The Apocalypse Twins, who debuted in 2013, are not the progeny of the famous villain Apocalypse, despite their moniker. They're the progeny of founding X-Man Warren Worthington III - better known as Archangel - and Pestilence of the Four Horsemen, and they come from a time when Archangel was on his way to become the next Apocalypse.
Though Warren was cured of the disease before he could wipe out all human life on Earth, Kang the Conqueror took the twins and nurtured them outside of time.

12. Black Swan

Source: Marvel Studio

In terms of arrivals to Earth-616, Black Swan made quite an impression in 2013. She arrived in Wakanda about the same time as another Earth emerged in the sky, threatening to crash down on the Black Panther and his country.
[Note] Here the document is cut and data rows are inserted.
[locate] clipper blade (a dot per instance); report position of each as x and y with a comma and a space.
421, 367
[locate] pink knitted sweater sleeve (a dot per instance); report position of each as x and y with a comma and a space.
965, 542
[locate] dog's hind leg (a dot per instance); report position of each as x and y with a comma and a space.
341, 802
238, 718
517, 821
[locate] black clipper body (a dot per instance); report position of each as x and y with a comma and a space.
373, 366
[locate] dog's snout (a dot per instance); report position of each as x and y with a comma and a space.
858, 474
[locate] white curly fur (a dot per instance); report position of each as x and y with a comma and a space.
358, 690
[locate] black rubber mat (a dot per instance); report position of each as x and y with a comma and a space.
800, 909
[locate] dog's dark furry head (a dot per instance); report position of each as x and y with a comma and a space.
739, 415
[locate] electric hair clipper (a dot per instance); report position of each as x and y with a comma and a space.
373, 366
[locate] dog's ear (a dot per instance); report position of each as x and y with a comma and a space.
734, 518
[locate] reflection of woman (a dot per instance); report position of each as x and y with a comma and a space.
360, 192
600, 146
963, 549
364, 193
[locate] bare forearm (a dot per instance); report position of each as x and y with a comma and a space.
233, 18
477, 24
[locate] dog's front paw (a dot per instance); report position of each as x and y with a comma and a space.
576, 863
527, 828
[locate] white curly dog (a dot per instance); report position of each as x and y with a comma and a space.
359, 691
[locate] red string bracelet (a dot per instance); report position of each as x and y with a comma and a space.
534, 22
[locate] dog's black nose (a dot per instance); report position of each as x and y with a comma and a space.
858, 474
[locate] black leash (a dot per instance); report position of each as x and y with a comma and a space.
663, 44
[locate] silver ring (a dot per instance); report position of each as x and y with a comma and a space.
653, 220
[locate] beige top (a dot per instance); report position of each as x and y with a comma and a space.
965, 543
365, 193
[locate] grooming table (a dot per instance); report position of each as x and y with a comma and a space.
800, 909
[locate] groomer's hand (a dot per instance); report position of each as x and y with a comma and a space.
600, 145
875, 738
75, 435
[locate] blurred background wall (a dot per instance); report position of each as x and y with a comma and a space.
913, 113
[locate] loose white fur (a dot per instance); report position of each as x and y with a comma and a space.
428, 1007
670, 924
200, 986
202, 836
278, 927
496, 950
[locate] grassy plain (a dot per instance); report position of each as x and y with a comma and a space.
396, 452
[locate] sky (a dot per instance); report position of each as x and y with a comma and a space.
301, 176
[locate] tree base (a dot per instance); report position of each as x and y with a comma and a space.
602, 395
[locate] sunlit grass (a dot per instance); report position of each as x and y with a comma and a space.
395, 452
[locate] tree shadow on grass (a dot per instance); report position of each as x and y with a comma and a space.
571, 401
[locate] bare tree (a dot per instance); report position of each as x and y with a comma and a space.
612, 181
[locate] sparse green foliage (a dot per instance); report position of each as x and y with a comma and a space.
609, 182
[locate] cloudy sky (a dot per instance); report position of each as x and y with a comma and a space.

Then Black Swan detonated a bomb on that other Earth, kicking off a multi-year plot cycle that would end with the utter devastation of the Marvel Multiverse.

13. Dario Agger

Source: Marvel Studio

Dario Agger came in 2014 as a breath of fresh air in a world dominated by cosmic monsters that threaten the entire universe. The ethically corrupt CEO of Roxxon Corporation, motivated by little more than growing his capitalist empire, is a bit of a throwback. He's a minotaur, too.
Dario was once a wealthy Greek child whose parents were killed by pirates. He fled into a labyrinthine cave, where he prayed to a bull statue and was granted the ability to morph into a massive minotaur. Agger then kidnapped and tortured the pirates before setting out on a quest to amass as much riches and power as he could.

14. Ikari

Source: Marvel Studio

Ikari, whose true identity is unknown, first emerged in 2013 as part of Bullseye's long-term plan to avenge Daredevil. Ikari was already a trained ninja when she was exposed to the same radioactive procedure that gave Matt Murdock his extrasensory abilities.
As a result, when he and Daredevil met and battled it out, Daredevil felt he was facing a carbon copy of himself. When he tried to grab a baseball bat without making a sound, Ikari urged him to "try the red one." Daredevil knew Ikari wasn't blind at that time, and he started to lose the fight horribly.

15. Tarn The Uncaring

Source: Marvel Studio

Soon after the world's mutants arrived on the living island country of Krakoa, they discovered that Krakoa was only half of a former composite entity named Okarra, which had formerly been home to millions of mutants.
Apocalypse explained that he split Okarra in two thousands of years ago to stop a demonic invasion, banishing the Arakko half and its millions of mutant people - including Apocalypse's own family - to the dark world of Amenth. The Arakko mutants were able to make touch with Krakoa as he became stronger, and they made it obvious that they wanted Krakoa for themselves.